Se prima aveva creduto di amarlo, in quel momento il maggiore realizzò che cosa significasse davvero amare qualcuno. In quel preciso istante, lui non era più il Virgilio con i drammi familiari e l'altro non era più il Dante insicuro che viveva ancora nell'armadio: erano solo due anime affini che si amavano alla follia e volevano fondersi in una sola.
Mentre osservava il viso estasiato dell'amore della sua vita, capì per quale motivo la gente fosse pronta a dare tutto, a rovinarsi, a morire per amore.
Mentre raggiungevano l'orgasmo quasi contemporaneamente, realizzò veramente per la prima volta che, per quanto quel ragazzino sapesse essere infantile, vagamente egocentrico e assillante, si sarebbe strappato il cuore dal petto piuttosto che saperlo infelice.
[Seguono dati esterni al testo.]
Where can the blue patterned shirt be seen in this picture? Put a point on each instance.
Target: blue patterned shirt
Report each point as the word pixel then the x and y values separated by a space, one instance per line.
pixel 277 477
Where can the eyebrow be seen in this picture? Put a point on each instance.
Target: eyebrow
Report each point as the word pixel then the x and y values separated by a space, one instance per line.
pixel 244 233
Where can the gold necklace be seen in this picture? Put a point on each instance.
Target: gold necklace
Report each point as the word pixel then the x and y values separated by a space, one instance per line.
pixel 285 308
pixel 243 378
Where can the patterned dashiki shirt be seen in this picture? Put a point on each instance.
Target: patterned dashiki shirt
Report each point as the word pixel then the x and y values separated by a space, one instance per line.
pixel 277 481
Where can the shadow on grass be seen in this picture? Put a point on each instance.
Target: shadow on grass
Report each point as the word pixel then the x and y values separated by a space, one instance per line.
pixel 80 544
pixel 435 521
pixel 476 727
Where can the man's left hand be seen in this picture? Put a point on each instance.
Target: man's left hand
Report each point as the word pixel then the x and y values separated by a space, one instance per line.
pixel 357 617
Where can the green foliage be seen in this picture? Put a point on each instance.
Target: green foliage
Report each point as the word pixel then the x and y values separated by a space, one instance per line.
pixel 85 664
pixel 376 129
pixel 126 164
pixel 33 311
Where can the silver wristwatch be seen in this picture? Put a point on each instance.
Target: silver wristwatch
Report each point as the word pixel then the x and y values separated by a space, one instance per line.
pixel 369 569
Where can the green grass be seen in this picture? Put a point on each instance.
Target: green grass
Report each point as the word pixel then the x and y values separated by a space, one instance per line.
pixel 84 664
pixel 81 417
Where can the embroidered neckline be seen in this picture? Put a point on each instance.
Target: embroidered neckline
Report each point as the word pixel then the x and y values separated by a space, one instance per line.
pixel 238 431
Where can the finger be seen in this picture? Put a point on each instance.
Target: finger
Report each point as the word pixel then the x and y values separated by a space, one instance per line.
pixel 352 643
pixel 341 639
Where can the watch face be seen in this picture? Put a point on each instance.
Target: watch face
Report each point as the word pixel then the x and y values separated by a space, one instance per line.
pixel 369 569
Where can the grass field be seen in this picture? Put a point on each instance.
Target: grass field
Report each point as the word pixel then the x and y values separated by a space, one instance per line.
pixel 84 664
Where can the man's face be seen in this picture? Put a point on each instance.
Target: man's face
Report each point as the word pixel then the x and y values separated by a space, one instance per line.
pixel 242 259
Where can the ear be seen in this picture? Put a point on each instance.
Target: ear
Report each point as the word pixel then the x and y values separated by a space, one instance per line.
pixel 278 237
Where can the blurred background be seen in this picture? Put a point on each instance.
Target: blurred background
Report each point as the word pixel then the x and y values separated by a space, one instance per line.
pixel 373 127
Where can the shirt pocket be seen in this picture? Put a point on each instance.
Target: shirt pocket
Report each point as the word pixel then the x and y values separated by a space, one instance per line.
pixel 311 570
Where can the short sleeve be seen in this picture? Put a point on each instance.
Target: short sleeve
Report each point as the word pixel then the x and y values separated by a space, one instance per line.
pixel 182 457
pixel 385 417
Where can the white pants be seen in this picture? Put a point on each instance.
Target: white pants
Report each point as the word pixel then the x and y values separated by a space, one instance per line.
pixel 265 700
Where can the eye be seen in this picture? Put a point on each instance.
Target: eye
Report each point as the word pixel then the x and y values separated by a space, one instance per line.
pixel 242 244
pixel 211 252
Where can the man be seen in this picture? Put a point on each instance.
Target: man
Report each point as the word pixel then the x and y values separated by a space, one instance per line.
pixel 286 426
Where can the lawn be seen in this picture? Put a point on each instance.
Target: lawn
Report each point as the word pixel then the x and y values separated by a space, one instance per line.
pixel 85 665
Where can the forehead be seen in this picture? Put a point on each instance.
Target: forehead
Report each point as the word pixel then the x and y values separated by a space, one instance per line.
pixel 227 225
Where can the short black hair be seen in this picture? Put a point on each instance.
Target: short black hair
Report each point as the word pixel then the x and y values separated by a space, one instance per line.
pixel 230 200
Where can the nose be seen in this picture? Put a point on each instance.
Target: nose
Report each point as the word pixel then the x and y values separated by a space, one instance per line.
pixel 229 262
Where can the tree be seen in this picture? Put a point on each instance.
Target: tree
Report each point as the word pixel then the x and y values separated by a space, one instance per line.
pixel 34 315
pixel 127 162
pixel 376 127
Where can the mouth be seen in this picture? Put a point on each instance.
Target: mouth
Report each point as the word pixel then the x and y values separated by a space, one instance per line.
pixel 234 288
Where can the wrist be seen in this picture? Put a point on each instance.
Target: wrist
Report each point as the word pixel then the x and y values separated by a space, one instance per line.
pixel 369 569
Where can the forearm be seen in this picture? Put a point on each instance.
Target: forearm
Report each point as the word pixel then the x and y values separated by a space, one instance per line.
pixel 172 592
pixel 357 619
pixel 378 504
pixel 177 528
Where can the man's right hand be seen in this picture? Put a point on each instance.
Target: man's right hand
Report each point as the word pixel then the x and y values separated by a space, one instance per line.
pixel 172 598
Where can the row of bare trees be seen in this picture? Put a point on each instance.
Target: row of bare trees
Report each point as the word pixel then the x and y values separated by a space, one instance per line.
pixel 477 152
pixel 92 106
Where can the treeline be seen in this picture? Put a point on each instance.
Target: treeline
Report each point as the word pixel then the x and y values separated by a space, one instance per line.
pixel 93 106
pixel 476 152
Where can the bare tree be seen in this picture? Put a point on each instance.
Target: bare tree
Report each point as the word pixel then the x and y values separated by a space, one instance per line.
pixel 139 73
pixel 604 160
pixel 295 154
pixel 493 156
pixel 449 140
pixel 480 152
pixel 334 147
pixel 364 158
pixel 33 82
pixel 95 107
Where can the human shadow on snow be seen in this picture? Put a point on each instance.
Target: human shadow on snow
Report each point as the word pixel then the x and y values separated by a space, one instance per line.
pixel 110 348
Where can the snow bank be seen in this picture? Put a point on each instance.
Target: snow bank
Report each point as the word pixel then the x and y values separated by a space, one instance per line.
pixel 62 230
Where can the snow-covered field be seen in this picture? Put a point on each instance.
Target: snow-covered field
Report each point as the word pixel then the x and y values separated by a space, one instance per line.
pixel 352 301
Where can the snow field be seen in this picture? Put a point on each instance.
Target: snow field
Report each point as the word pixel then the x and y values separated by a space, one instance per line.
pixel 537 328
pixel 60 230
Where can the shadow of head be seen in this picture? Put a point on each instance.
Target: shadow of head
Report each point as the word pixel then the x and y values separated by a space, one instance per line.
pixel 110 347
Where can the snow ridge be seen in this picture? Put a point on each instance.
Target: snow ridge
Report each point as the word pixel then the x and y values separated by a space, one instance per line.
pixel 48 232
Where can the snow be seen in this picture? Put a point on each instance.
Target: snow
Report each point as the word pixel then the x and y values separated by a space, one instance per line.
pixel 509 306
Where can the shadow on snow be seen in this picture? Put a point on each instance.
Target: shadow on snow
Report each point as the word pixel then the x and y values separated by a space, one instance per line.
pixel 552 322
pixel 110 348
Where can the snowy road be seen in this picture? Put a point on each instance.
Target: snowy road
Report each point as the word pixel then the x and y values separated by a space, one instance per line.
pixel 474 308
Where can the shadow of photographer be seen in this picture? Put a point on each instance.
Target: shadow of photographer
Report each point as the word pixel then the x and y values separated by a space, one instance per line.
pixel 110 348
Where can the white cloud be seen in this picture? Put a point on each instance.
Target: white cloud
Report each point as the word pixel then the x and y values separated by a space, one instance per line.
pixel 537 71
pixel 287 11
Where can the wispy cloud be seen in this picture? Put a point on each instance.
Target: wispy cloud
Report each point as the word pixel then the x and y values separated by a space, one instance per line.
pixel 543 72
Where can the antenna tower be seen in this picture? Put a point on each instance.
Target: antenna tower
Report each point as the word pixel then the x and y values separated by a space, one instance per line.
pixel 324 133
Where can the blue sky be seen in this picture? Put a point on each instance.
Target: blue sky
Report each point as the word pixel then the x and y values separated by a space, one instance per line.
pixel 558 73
Stremato ma incredibilmente felice, posò il capo sul petto del fiorentino e riprese fiato. I loro corpi erano sudati e accaldati, ogni fibra dei loro muscoli chiedeva supplicante un time-out.
"Maremma bucaiola, è stato..." mormorò Dante sorridendo come mai aveva fatto in vita sua.
"Meraviglioso", finì per lui la frase l'altro alzando la testa per guardarlo negli occhi, "Ma me la puoi spiega' 'na cosa?".
"Certo, dimmi" disse preoccupandosi.
"Te sei bellissimo, okay? Ma come cazzo fai ad esserlo ancora de più dopo che avemo scopato? Che c'è, c'hai tipo 'a scorta de figaggine nascosta da qualche parte?".
"Mi stai solo leccando il culo perché te l'ho dato" commentò ridendo il minore.
"Nun damme strane idee, che sarò pure sfinito, ma 'e trovo 'e forze pe' ricomincia'!".
"Ed io non avrei nulla in contrario".
"Mortacci tua!", imprecò bonario Virgilio, "Io cerco de damme 'na regolata e te me fomenti?".
Ricominciarono a baciarsi. Il minore gli accarezzò le guance ispide e gli passò una mano tra i riccioli spettinati. Osservò incantato quegli occhi azzurri e glaciali, ma che gli stavano trasmettendo così tanto calore e amore, come non ne aveva mai provato prima.
"Ti amo, Virgilio" disse con aria sognate.
"Te amo pure io, Dante" gli fece eco l'altro.
Si abbracciarono sotto alle coperte, tenendosi ben stretti, pelle contro pelle. Il romano chiuse gli occhi per godersi meglio la pace che provava a starsene così, con l'altra metà della sua anima avvinghiata a sé.
"Restamo così pe' sempre" mormorò iniziando ad addormentarsi sfinito.
"Morissi adesso, morirei felice" sussurrò il fiorentino giocando con i suoi capelli.
"Cazzo te mori, che poi faccio come Achille ed è finita?".
"Non ti preoccupare", rise affettuosamente, "Prima andiamo vivere insieme e poi, forse, potrei anche...".
"Potresti anche un cazzo", lo interruppe l'altro, "Te stai co' me a vita, punto e basta. Capace che me te sposo, pure se i matrimoni me fanno schifo. Mo so' cazzi tua fino a quanno nun ce moremo. Però mo basta co' 'sti discorsi e baciame, scemo".
Dante sorrise compiaciuto e divertito dall'espressione imbronciata e infantile con cui il suo amato gli aveva detto quelle ultime parole. Di una sola cosa era sicuro: qualsiasi cosa sarebbe accaduta, nulla gli avrebbe impedito di essere suo per sempre.